近年、スポーツ界を揺るがす倫理的問題の暴力事件やスキャンダラスな事件が多発して、指導者養成テキストにも2014年から「スポーツ指導者の倫理」が新しく増えました。これらの問題をどのように解決していくか、スポーツ界全体に問われています。

 

 

■倫理的問題が起こりやす要因とは

 

 

なぜ、このような問題が起こるのか?スポーツの世界では指導者・生徒、上級生・下級生、先輩・後輩などの上下関係が生まれてしまいます。良い悪いは別にしてこのことがハラスメント(嫌がらせ)につながる可能性を秘めていることは間違いありません。

 

 

指導者は生徒や選手に対して非常に大きな影響力を持っていることを自覚しなければなりません。特に思春期の年代のプレイヤーは感受性が強く、指導者、先輩、上級生などの考え方に感化されてしまいます。指導者の何気ない行動や言動がプレイヤーの価値観にまで作用し、影響を及ぼすことを自覚しなければなりません。

 

 

ここでは人道に反する行為として、身体的暴力、言葉の暴力、性暴力、セクシュアルハラスメント、差別。反社会的行為として、正座や断髪、ドーピング、金銭問題などが取り上げられています。
これらの倫理に反する行為が成長期のプレーヤーには大きく影響することがあり、最悪の状況では自殺の報告もあります。

 

 

倫理違反のすべては指導者の欲に起因するものだと言えます。自分の名誉欲ため、自分の支配欲のため、自分の性欲のため、自分の金銭欲のため、など、指導者の基本的な考えであるプレイヤーズファースト、指導者はあくまでも脇役ということを忘れてしまった結果です。

 

 

しかし、スポーツにおける倫理的な問題は指導者だけに責任があるわけではありません。最初はプレイヤーのために、チームのためにと頑張っていた指導者も多いと思います。結果を出せば更なる期待に応えなければならない、周りからの期待が大きいほどプレッシャーが膨らみます。そういった環境が問題行動に走らせることにもつながります。

 

 

確かに指導者は自分の意思を強く持って社会に認められる正しい行動が大切です。しかし、スポーツ界やマスコミの報道など社会全体の取り扱いも問題があります。
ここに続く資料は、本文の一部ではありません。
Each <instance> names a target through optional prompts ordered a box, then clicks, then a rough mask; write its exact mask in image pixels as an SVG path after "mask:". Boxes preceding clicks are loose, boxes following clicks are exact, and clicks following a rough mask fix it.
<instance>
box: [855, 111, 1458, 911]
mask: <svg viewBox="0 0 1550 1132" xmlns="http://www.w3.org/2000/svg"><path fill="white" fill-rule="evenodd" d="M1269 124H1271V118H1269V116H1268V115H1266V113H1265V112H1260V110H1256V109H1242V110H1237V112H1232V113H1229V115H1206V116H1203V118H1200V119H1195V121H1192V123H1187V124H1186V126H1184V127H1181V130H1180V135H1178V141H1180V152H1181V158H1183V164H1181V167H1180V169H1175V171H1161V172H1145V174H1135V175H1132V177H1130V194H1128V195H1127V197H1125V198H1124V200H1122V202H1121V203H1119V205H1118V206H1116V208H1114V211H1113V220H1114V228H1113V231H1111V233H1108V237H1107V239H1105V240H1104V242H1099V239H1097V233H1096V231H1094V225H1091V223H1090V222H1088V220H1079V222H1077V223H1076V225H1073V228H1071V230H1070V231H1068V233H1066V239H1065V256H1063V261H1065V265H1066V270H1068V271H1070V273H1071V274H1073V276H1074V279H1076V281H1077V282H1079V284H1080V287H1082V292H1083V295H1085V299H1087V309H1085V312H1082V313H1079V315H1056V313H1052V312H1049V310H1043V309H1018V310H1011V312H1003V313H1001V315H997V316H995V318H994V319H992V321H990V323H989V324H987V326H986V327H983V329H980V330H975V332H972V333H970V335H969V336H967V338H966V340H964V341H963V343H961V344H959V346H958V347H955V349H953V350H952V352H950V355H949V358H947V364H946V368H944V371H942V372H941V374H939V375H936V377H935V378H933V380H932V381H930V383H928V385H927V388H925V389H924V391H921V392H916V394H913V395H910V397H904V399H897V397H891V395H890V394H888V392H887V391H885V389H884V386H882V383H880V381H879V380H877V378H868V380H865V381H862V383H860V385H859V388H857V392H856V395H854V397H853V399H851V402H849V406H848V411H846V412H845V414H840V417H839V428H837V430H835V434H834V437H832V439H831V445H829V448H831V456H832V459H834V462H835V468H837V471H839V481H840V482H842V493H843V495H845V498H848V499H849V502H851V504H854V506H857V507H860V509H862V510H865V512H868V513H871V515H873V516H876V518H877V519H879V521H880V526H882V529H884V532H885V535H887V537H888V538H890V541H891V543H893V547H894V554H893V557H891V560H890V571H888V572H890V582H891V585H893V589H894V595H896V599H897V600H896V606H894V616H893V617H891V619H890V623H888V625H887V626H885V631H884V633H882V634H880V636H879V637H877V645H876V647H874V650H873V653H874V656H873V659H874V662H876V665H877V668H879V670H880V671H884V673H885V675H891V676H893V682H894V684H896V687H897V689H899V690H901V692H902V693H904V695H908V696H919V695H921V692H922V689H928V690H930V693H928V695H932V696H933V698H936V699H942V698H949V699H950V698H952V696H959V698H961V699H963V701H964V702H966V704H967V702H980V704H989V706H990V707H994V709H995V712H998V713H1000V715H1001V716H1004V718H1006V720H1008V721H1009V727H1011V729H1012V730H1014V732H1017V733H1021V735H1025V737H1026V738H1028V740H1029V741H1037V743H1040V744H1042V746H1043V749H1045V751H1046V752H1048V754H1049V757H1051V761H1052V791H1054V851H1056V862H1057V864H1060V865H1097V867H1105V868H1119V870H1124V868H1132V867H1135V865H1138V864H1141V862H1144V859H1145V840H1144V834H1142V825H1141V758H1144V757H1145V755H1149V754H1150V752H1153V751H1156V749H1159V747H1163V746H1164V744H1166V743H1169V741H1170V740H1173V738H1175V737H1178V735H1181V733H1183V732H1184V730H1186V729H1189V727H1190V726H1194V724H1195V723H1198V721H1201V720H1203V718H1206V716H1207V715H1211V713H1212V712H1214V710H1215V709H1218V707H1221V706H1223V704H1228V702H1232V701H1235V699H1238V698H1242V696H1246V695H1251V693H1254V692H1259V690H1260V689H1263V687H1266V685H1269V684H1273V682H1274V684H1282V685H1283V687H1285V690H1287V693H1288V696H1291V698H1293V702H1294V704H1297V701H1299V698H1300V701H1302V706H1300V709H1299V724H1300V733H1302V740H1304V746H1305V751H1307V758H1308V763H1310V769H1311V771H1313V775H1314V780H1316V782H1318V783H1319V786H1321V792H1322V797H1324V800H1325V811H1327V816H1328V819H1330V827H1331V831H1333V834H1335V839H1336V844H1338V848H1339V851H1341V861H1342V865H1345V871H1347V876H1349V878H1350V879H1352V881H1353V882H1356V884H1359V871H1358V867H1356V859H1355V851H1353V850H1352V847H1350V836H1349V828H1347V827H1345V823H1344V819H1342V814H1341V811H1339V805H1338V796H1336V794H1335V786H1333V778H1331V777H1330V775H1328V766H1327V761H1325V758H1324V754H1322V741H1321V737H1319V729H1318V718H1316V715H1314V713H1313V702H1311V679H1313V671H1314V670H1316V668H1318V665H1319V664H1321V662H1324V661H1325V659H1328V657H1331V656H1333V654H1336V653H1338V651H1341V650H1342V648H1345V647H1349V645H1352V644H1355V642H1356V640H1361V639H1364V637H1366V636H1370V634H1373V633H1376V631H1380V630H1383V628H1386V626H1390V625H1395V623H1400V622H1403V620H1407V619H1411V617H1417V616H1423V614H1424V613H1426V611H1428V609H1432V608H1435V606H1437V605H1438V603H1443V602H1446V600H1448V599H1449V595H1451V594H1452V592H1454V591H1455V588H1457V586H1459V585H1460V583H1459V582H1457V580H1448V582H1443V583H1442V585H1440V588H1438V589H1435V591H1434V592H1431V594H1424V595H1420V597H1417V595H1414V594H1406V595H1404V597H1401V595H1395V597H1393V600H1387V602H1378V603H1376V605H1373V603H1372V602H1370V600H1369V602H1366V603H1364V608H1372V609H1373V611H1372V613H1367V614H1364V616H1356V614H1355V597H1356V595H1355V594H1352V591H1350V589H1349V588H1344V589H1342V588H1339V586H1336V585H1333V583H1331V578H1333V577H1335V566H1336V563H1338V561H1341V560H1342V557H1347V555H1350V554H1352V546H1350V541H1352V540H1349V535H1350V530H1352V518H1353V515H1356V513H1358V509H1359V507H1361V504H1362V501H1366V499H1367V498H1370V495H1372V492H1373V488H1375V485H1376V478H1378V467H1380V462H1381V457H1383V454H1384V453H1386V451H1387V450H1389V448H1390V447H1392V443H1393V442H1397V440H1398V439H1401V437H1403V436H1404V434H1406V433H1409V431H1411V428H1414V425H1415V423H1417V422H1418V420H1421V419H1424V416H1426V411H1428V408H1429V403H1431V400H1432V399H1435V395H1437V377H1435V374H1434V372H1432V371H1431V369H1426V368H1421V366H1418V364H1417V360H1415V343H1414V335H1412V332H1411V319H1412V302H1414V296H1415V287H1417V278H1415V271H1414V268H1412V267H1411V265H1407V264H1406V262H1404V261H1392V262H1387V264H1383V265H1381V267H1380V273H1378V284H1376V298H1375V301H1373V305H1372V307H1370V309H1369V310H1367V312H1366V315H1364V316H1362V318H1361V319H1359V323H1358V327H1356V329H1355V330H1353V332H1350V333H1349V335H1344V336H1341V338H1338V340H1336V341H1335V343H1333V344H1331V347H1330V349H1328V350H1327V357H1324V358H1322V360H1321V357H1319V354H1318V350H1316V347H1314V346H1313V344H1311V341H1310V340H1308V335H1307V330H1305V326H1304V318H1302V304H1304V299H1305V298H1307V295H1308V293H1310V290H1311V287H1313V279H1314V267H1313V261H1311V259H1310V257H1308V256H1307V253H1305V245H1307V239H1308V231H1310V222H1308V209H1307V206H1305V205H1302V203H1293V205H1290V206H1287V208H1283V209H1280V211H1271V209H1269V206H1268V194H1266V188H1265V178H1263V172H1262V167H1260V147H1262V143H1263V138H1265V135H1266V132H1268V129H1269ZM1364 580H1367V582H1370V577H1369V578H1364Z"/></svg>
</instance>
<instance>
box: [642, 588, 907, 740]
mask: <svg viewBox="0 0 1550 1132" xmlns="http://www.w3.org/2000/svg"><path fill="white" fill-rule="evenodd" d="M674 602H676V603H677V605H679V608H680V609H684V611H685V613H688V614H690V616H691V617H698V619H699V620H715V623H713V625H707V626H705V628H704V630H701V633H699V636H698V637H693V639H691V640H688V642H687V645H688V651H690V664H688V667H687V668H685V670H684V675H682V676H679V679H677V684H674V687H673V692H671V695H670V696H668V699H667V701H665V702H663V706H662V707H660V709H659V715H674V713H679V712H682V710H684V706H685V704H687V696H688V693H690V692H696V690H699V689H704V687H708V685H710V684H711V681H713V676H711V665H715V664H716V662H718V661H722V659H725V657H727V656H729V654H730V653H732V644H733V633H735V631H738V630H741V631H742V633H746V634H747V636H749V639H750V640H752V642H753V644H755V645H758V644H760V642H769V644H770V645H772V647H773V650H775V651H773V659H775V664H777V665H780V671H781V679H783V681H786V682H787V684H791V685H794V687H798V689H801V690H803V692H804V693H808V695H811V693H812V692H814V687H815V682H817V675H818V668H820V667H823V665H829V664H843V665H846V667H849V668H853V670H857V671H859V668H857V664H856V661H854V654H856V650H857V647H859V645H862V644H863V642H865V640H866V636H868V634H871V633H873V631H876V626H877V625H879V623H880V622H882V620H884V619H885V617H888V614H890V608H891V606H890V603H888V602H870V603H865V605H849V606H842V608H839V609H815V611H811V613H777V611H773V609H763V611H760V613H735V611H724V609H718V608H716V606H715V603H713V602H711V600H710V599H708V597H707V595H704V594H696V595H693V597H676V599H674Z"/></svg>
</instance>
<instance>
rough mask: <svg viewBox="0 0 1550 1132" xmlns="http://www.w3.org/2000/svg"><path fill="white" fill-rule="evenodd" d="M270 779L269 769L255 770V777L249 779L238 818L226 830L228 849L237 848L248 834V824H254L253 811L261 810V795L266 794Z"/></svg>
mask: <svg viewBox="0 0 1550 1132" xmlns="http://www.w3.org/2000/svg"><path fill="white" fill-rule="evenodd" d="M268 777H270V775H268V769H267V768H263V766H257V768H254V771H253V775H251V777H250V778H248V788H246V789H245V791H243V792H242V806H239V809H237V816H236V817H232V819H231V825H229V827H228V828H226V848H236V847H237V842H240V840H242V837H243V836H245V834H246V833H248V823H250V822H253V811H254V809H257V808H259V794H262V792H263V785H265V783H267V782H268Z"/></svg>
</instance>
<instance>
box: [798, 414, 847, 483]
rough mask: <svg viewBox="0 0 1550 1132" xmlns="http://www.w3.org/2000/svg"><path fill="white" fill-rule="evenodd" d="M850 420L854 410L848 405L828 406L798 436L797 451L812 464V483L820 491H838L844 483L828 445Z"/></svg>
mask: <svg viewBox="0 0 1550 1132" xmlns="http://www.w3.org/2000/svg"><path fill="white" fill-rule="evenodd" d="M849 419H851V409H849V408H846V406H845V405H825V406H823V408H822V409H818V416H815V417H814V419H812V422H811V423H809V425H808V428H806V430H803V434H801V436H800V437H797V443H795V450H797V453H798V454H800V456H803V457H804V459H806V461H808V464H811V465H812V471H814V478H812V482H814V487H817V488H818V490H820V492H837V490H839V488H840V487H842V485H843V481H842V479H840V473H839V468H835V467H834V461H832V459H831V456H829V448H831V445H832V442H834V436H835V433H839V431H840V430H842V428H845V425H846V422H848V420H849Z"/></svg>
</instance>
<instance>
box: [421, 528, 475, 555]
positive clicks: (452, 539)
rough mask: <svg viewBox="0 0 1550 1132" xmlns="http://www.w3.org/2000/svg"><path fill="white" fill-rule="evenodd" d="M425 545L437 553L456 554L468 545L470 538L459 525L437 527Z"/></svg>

応援には頑張る勇気をもらえますが、過剰な期待をかけ過ぎると壊れてしまうこともあるのが人間です。

 

 

もう一つ大切なことは、若い指導者が先輩指導者からの誘いを、正しい認識と判断を持って対応できるかどうかが重要です。先輩から勧められて倫理違反を起こすこともスポーツ界では珍しくありません。「先輩は後輩を助け、後輩は先輩を敬う」という言葉があります。先輩後輩の上下関係は決して悪いわけではなく良い意味でお互いが成長できる関係であることが重要です。